Leave $ s in Sigma ^ * $. Leave elements of the finite set $ A $ be collections of subintervals $ (i, j) $ from $ (0, | s |) $. Such that yes $ x in A $ Y $ y, z in x $ then also $ y subset z, z subset and $ or $ y cap z = {} $. Clearly, this captures the idea of a chain grouping $ s $:

$$

((abc) d) f (a (bc) d) e

$$

through parentheses. It is also obvious that you can convert the previous grouping into a CFG generator $ s $:

$$

S to AfBe \

A a Cd \

B a aDd \

C a abc

$$

and vice versa. Therefore, the generation of CFG $ s $ correspond one by one with valid parenthesis groupings of $ s $. Grouping notation is easier to work than grammar notation.

Now define $ (i, j) cap (a, b) = ( max (i, a), min (j, b)) $ where if the result is $ (l, k) $ Y $ k leq l $ we say that they don't cross or that their intersection is $ 0 $.

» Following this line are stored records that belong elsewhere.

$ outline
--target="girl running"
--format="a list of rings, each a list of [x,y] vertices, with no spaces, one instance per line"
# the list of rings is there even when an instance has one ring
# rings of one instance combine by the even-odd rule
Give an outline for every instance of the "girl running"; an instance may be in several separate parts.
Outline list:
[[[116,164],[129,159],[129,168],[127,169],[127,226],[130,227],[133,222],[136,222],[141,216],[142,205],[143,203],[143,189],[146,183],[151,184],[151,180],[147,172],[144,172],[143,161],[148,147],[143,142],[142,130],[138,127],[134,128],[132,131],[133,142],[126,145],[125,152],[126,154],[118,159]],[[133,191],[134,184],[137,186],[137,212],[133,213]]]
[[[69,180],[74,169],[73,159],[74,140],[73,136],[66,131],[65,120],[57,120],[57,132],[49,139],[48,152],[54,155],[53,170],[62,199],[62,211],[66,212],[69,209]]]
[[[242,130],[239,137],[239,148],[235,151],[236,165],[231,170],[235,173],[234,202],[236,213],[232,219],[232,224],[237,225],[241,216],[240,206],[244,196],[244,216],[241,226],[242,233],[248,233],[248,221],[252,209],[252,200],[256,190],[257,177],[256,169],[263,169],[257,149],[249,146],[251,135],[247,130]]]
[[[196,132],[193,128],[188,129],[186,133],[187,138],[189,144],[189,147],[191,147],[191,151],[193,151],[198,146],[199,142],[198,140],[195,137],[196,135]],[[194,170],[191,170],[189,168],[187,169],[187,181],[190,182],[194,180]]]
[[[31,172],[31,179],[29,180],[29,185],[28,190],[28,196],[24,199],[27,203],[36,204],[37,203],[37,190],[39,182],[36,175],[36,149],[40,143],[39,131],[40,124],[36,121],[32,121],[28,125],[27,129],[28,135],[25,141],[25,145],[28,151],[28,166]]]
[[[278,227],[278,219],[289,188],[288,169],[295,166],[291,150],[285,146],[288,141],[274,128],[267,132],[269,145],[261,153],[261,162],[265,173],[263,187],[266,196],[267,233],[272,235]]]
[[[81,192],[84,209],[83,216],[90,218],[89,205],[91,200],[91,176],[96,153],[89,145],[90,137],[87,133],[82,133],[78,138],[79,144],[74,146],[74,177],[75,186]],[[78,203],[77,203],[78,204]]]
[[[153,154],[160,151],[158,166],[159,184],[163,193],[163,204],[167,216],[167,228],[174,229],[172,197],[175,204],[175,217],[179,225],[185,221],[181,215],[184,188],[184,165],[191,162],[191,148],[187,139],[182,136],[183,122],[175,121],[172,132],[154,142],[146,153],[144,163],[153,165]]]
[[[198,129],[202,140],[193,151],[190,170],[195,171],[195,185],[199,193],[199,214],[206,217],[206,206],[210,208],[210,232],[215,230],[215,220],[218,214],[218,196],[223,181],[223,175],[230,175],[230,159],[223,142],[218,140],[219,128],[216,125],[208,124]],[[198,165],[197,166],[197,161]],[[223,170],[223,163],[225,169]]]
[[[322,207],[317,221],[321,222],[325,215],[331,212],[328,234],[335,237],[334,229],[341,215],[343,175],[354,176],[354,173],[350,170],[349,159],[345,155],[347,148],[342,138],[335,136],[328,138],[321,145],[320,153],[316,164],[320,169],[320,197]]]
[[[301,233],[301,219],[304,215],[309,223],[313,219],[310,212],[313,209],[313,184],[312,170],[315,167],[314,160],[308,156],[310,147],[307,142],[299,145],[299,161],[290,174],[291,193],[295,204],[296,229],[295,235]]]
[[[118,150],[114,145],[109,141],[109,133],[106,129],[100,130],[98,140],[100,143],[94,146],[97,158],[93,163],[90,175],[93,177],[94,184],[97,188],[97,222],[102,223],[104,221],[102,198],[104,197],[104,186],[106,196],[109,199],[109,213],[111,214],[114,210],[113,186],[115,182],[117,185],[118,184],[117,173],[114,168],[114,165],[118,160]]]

Now for any $ x, y in A $ define $ x cdot y = {a cap b: a in x, b in y } $. This operation forms a monoid through the associativity of $ cap $ giving associativity of the intersection of elements, and identity is the element $ {(0, | s |) } in A $. We will refer to that element as $ 1 $. There is a zero element, namely $ {} $ which is multiplied by anything to match $ {} $.

Henceforth, $ (i, j) equiv {(i, j) } in A $ with notation

If we define the union of two singleton elements $ (i, j), (a, b) in A $ be $ {(i, j), (a, b) } $ Yes $ i neq b $ Y $ j neq to $ Y $ (i, j) cap (a, b) = 0 $, and if they touch or overlap $ (i, j) cap (a, b): = ( min (i, a), max (j, b)) $ (its union in the rope $ s $); so **Can we have a ring using some kind of symmetric difference or element by element?**

Note that the power set of a set forms a ring below $ + = $ symmetric difference

Also, keep in mind that I have posted about this ring before, but I ran into problems that don't have singleton junctions two joints if they touch or overlap.

If you need to define the plugin first, say if you were trying $ x + y = x overline {y} cup overline {x} y $ trick, then obviously yes $ (i, j) $ it's a singleton in $ A $, its complement would be:

$$

{(0, i), (j, | s |) } in A

$$

It is very confusing for me how to extend the complement to other elements, etc. Please try it.